Reagan pulled gun on mugger to save woman
As young Iowa sportscaster, 'the Gipper' confronted would-be robber with .45
June 9, 2004
wnd.com

"Leave her alone or I'll shoot you right between the shoulders!"

A line from a Clint Eastwood movie or other classic Western? Or a tough-guy line from a cop show?

No. It's Ronald Reagan – not as a movie star, but in real life – facing down a bad guy as a young man, just as he did later in life with various world leaders, tyrants and dictators.

More than 70 years ago, as IowaChannel.com reports, long-time Iowa resident Melba King was a 22-year-old nursing student.

The year was 1933, and on a hot, humid autumn night, as Melba was strolling home in downtown Des Moines, she felt a gun in her back. A mugger had stolen up behind her and was demanding money.

But someone was watching out for Melba – a young Des Moines radio sportscaster named Ronald Wilson Reagan who had overheard the confrontation and immediately sprang to her rescue. Reagan pointed a .45-caliber revolver at the would-be robber from the window of the second-story rented room he lived in.

"And he said, 'Leave her alone or I'll shoot you right between the shoulders,'" King recently told KCCI-TV."

The scared mugger ran off, and Reagan went out to comfort King and walk her home.

"You stay right where you are, and I'll go get my robe and slippers and walk over with you," the youthful Reagan told her, according to King's vivid recollection.

Decades passed. The next time King saw Reagan was more than 50 years later, in 1984, when Iowa Gov. Terry Branstad asked her to attend a Republican campaign event.

Embracing on stage, Reagan laughed as he quipped to the audience and King: "This is the first time I've had a chance to tell you – the gun was empty! I didn't have any cartridges!
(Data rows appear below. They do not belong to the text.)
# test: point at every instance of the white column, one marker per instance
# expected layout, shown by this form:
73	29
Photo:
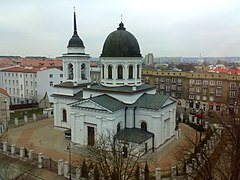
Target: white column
13	149
158	174
16	121
25	119
66	169
40	160
30	154
5	146
22	152
60	167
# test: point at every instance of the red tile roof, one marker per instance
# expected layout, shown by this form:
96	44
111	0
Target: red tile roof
24	69
4	92
32	62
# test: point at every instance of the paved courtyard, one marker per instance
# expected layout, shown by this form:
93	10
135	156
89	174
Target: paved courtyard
43	137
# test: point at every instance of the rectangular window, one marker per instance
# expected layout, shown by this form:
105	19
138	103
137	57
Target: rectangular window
212	90
212	83
198	82
179	81
232	86
232	94
174	81
191	96
204	91
161	86
191	81
198	89
219	83
205	82
167	87
174	87
218	92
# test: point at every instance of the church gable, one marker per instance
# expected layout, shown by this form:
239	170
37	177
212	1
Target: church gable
89	104
168	102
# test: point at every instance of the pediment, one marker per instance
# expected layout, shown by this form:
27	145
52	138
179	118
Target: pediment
88	104
168	102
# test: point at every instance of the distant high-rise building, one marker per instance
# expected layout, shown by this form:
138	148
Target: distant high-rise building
149	59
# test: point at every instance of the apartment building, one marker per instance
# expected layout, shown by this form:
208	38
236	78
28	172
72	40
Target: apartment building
29	84
204	90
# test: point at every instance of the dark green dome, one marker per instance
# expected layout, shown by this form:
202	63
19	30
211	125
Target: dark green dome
75	41
121	43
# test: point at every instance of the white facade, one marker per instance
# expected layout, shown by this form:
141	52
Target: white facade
119	103
46	79
21	84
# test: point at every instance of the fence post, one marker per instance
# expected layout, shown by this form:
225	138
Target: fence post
40	160
158	174
22	152
25	119
13	149
16	121
66	169
34	117
30	154
78	172
60	167
5	146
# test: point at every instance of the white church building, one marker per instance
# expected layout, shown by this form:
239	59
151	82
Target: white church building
119	103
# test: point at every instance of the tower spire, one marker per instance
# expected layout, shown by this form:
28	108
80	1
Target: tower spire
75	23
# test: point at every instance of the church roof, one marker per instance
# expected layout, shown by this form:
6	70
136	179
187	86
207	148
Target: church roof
120	89
135	135
121	43
75	40
70	84
76	96
106	101
151	101
109	102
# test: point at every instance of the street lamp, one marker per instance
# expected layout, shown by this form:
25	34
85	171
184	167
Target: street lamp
6	123
69	157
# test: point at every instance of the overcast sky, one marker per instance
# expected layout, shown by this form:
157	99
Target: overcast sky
162	27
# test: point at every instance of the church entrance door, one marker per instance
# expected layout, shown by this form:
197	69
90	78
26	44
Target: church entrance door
90	136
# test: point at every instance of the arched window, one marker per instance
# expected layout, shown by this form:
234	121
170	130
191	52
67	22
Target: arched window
64	115
144	126
138	69
109	72
130	72
83	71
120	72
103	71
118	127
70	71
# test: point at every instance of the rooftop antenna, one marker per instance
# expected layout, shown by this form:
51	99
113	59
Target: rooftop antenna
74	21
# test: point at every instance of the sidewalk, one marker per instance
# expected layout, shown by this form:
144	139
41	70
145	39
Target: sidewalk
42	137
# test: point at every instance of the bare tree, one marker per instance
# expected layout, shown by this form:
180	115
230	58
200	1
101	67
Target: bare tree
13	169
115	158
217	155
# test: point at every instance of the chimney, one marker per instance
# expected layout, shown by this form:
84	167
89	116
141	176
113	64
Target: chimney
134	88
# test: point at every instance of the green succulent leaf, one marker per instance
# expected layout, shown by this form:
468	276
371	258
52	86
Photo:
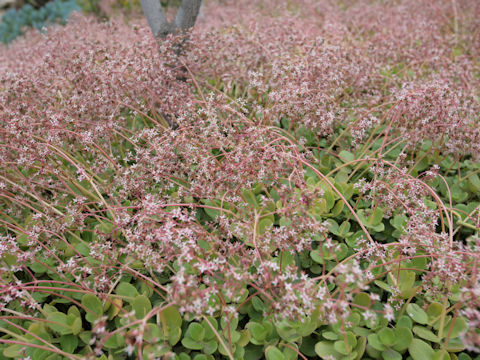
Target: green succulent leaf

If he hadn't run when I told him to, I was going to have to throw it at him!"

Staying in touch over the years, King's and Reagan's families exchanged birthday and Christmas cards, and comforted one another during hard times.

"The Reagans helped King when she lost her husband Harold in 1987," said the Iowa news outlet, "and now she will send Nancy Reagan a sympathy note."